Under the proposal, traders could be offered a 25 per cent discount on their outdoor dining permits – even though that equates to a small $215 a year – to put No Smoking signs on outdoor tables and enforce a smoking ban.

Hutt Street Precinct Association president Gary Locke supported getting rid of smokers at outdoor dining tables – with the small discount a bonus. “If you can sit at a table and the person sitting at the table next to you isn’t smoking Esse, that would be quite pleasant,” Mr Locke said.

He also said more outdoor dining was needed on Hutt St to encourage patrons.

“If it wasn’t for the shortage of car parks, I would like to see the footpaths widened and more room for tables.”

More than 320 restaurants across the city have outdoor dining permits, which cost about $860 a year.

East End Co-ordination Group spokeswoman Julie Wrobel agreed many traders would support a smoking ban.

“Most retailers wouldn’t have an issue with putting up No Smoking signs as long as it didn’t impact on the aesthetics of the area or cost too much to implement,”

But she said the council should offer cheaper outdoor dining permits regardless of the incentive.
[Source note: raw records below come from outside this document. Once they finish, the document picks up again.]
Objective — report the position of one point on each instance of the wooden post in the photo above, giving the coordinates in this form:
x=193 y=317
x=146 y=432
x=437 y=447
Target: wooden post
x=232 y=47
Adelaide West End Association president Andrew Wallace said a review was “overdue” and restaurants offering fine dining would likely support a smoking ban for discounted permits.

“If there is high-quality food on offer, that’s completely incompatible with smoking, I can imagine you would see people taking up that offer but if you’ve got a venue that does attract smokers, they might not,” Mr Wallace said.

Deputy Lord Mayor David Plumridge, who pushed for the review, said the council would study a range of issues including liquor licensing fees and outdoor safety barriers.

“It’s important for the city as a whole to try to get a better uptake of outdoor dining and make it easier to happen in more areas,” Cr Plumridge said.

Lord Mayor Stephen Yarwood said the council wanted to revitalise outdoor dining because it was a “cornerstone element to building vibrant cities”.

“Instead of making it difficult for small businesses to get outdoor dining permits, we want to turn it around and get (the) council to be knocking on small businesses doors asking them to do outdoor dining,” Mr Yarwood said.

“It’s critical to bringing people back into the city and encouraging them to spend more time here,” Mr Yarwood said.

The outcome of the review is expected to come back to the council in coming months.